We are born with a finite amount of Jing, one of the main factors in aging, considered a process of dehydration in Chinese medicine. Among other changes due to aging, the body dries out, tendons and connective tissue become less pliable, bones get brittle, teeth loosen, hair loses its luster, sexual fluids get thinner and more sparse, hearing dims and balance may become precarious as the fluid in the inner ear lessens.
Over a lifetime, jing decreases and evaporates. It is said that women lose their jing through the menstrual cycle and through childbirth; men through ejaculating too much. Conservation and proper use of jing is essential to maintaining a long and healthy life. For women particularly, this means maintaining bone and brain health and gracefully surfing through hormonal changes. Daoist meditation and movement practices are ideal for this.
At their root, Daoist practices are concerned with health and longevity. Although there are many different schools and approaches, most see the body as an energetic network of palaces connected by transportation systems (channels and meridians) that can be strengthened through Qigong, meditation, and alchemical work.
Men and women traditionally practiced differently because their bodies were different—expressing the internal landscape according to their obviously different gravitational fields, purposes, cavities, and of course, reproductive organs.

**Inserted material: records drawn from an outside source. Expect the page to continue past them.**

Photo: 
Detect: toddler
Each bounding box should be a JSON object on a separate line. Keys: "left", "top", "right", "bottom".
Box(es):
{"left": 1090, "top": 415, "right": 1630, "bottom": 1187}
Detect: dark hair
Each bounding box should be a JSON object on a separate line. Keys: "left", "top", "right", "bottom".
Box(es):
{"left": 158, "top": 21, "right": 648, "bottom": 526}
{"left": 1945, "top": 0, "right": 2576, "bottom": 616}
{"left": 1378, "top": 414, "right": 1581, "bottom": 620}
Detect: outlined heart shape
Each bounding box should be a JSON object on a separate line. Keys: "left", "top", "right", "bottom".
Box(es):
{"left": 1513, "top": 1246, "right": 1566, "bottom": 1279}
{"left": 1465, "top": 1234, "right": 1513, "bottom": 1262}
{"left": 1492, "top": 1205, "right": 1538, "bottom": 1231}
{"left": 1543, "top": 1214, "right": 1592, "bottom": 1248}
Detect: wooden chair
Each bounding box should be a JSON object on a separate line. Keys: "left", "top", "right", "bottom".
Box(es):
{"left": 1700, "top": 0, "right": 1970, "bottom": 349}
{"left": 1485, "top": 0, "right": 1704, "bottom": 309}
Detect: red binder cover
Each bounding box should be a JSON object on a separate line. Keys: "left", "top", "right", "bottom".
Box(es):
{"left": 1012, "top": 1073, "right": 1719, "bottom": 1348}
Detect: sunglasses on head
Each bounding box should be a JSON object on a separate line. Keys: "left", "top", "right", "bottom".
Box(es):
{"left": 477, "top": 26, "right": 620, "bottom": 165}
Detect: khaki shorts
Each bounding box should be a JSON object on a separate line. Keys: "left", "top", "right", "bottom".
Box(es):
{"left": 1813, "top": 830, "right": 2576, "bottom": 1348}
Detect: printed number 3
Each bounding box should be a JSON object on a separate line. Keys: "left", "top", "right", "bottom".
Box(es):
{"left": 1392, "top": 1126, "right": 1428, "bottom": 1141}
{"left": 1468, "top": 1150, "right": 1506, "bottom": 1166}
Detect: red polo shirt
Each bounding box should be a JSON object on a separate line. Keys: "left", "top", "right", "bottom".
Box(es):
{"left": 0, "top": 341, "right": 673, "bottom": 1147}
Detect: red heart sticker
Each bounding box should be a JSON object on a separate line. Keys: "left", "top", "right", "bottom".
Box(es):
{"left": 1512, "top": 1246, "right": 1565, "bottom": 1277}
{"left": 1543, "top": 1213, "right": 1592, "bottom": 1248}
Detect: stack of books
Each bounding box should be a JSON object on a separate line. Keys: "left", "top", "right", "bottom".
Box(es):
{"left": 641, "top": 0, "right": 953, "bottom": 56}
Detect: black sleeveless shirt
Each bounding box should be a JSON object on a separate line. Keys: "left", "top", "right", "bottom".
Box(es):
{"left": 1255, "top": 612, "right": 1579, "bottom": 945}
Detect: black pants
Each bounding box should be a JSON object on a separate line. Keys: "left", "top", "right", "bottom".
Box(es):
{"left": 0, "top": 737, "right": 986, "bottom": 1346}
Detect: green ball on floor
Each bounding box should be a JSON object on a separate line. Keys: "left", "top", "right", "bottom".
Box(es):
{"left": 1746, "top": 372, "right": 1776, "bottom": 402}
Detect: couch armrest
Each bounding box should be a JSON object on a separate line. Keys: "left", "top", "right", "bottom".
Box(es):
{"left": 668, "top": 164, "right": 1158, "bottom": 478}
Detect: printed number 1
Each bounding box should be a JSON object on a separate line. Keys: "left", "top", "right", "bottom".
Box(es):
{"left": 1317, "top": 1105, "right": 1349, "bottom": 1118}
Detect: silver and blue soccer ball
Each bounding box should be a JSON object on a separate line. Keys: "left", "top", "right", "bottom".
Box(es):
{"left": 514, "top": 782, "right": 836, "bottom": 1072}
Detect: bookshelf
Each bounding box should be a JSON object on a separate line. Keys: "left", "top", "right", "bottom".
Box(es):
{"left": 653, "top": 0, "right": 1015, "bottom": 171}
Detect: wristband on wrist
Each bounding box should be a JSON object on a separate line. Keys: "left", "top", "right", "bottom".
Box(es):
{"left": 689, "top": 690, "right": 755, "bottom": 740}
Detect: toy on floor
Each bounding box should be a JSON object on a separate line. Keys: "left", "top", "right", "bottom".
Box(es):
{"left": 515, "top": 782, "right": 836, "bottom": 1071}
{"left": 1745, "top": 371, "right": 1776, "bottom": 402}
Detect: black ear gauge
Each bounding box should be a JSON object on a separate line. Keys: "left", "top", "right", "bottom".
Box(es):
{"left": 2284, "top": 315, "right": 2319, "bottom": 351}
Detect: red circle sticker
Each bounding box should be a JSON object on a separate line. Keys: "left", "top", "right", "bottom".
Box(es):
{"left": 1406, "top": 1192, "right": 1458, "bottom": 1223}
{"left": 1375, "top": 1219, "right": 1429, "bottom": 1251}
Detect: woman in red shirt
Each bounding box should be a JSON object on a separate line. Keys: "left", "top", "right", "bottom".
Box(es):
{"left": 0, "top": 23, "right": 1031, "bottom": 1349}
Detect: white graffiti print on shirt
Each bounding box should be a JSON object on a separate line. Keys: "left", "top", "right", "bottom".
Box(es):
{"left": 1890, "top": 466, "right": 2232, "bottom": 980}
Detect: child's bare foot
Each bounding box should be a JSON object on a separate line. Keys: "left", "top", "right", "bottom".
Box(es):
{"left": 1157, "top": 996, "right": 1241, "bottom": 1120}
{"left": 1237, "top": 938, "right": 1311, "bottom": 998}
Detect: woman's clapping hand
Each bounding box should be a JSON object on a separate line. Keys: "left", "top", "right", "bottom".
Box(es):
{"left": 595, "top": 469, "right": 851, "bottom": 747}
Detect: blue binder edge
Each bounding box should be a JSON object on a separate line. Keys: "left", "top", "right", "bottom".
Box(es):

Daoists also saw the female body as a unique vehicle for spiritual understanding and alchemical transformation. Some even thought that women had more possibility of attaining immortality, the first step to return to the Dao. This belief caused enlightened women to be seen not as ordinary humans, but as supernatural beings, holders of shamanic powers and healing abilities as well as aspects of celestial power who could reveal the secrets of Dao to lucky mortals.
Several publications in recent years go into this in detail – Women in Daoism by Catherine Despeux & Livia Kohn and Divine Traces of the Daoist Sisterhood by Suzanne E. Cahill, both published by Three Pines Press and of course, Thomas Cleary's translation of original poetry, The Immortal Sisters, Secret Teachings of Taoist Women.
So women are associated with Yin, sex, life and death, the process of aging, connection to nature (Dao), witchcraft, and all things associated. Nothing new about that!
What is new is that more and more women are taking to heart the deepest meaning of Yin/Yang balance and looking to Daoism to help them manage their lives as well as care for the earth. Women all over the world are waking up to this beautiful philosophy in action that sees harmony between Yin and Yang as the basis for a good life and gives you tools and practices that work.
As a student and practitioner for almost 40 years, I have had many wonderful male teachers who I honor and respect. But as a woman, I have experienced differences in my understanding of certain practices based on the fact of my biology. My experience of my body is not the same as a man. I have a different hormonal balance, bone density, pelvic width, muscle strength, etc. To state the obvious: I will never directly experience ejaculation and men will never experience menstruating, giving birth, or lactating.
We take our name to honor and identify with the women spiritual adepts in Thomas Cleary's book, The Immortal Sisters—Secret Teachings of Taoist Women that presents the life stories of distinguished female Daoist practitioners who lived from the 3rd-12th c. These women represent a unique female heritage of spiritual mastery as well as humanitarianism. Our conference intends to inspire today's women to see themselves as carriers of this potent spiritual lineage.
There is now a critical mass of women practicing Qigong, T'ai Chi, and Daoist meditation. Support and strengthen this Yin force in our overly Yang world.